Hmm. The season changes with misty murkiness, and Panu realizes that her time in JUDE is almost up. Another three months, and she shall be able to put the words M.A. after her name. And be off to the wider world of nasty, annoying superficiality that awaits her star-struck gaze.
So what’s so new about the world that she has not seen already? Now, now, lets not pretend here. Panu has seen the world. She has seen this little universe she inhabits to the minutest details… and experienced and criticized in her mind, analyzing and putting away the bile that has been stored up within, only to vomit them out here, in this particular post she is writing.
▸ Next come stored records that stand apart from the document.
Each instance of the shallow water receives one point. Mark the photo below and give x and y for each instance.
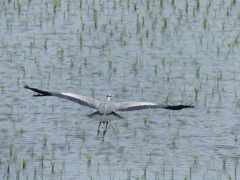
(133, 56)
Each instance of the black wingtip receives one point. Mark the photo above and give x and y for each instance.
(41, 93)
(178, 107)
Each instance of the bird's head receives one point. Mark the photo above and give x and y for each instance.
(109, 97)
No, strangely enough, this is not a bitch post, as her friend Rimi calls them. Panu cannot bitch about people all that much. She really can’t put people down at the drop of a hat, either. That's because Panu believes in looking into a person’s face and telling him/her exactly whom he/she is messing with.
By the way, to tell the truth, bitching does have its advantages and sometimes Panu does indulge it in a bit, but nothing she cannot repeat in the face of the person concerned.
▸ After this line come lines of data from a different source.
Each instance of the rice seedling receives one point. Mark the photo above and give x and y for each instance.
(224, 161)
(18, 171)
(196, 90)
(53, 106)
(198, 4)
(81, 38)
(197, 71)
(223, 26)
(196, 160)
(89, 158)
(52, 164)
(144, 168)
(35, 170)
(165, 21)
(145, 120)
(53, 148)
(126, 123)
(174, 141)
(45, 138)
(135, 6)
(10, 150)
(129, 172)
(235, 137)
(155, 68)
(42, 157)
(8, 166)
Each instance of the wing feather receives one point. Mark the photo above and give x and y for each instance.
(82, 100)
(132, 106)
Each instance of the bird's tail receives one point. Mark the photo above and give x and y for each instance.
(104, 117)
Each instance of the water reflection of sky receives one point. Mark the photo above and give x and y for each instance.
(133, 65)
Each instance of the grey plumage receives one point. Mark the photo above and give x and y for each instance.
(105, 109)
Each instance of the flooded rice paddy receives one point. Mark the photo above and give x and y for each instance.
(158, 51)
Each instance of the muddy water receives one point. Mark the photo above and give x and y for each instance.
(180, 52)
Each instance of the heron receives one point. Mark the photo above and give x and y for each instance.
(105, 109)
You know what? Lets make this a funny post, filled with nothing in it. I would like to be superficial. I do believe that it takes a lot of depth to be superficial. But to be nasty and superficial, it takes a lot more.
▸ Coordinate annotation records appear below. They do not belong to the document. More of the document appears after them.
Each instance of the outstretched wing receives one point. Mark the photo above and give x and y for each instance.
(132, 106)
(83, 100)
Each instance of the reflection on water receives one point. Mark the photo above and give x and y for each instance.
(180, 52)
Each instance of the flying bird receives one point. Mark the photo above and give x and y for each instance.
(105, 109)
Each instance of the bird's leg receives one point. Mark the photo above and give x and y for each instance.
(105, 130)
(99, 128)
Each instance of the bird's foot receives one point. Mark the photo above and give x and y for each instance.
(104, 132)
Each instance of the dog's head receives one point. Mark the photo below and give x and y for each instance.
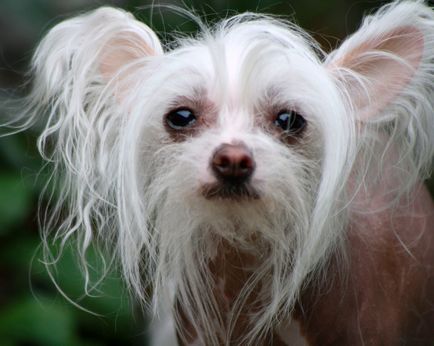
(247, 133)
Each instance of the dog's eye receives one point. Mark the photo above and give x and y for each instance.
(180, 118)
(290, 122)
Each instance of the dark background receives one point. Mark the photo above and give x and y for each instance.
(32, 312)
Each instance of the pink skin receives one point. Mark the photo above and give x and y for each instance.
(388, 295)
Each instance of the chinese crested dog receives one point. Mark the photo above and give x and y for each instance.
(268, 193)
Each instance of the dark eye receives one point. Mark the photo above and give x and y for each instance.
(180, 118)
(290, 122)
Panu is becoming famous. People are bitching about her behind her back. Wow!! That's like… super good, cause that means, they somehow feel threatened by Panu’s existence. It means, they consider her to be a challenge, and therefore needs to be put down. Panu would like to say that she feels like Shylock, who had to be sent out of the play for all to be better. Or like Feste in Twelfth Night who became steadily numb as “rain it raineth every day”.
What else? All right. This was not a post in defense of me, or an apology for being me, although this might be called by the backbiters both… This is an acknowledgement of me being me. I am, and therefore I am. And I will be me. No changes. I wont change… not become anorexic because my haute friends thinks I should lose 20 kilos right away, not change my attitude though people might think I am slow and stupid… and yes, basically be exactly the way I am, and remain uncaring and unconcerned, and in general the Mary Poppins attitude I do possess.
P.S. this post was to vent the irritation. I hate losers who have nothing else to do but be nasty to others, however learned they might be. Otherwise, I’m cool.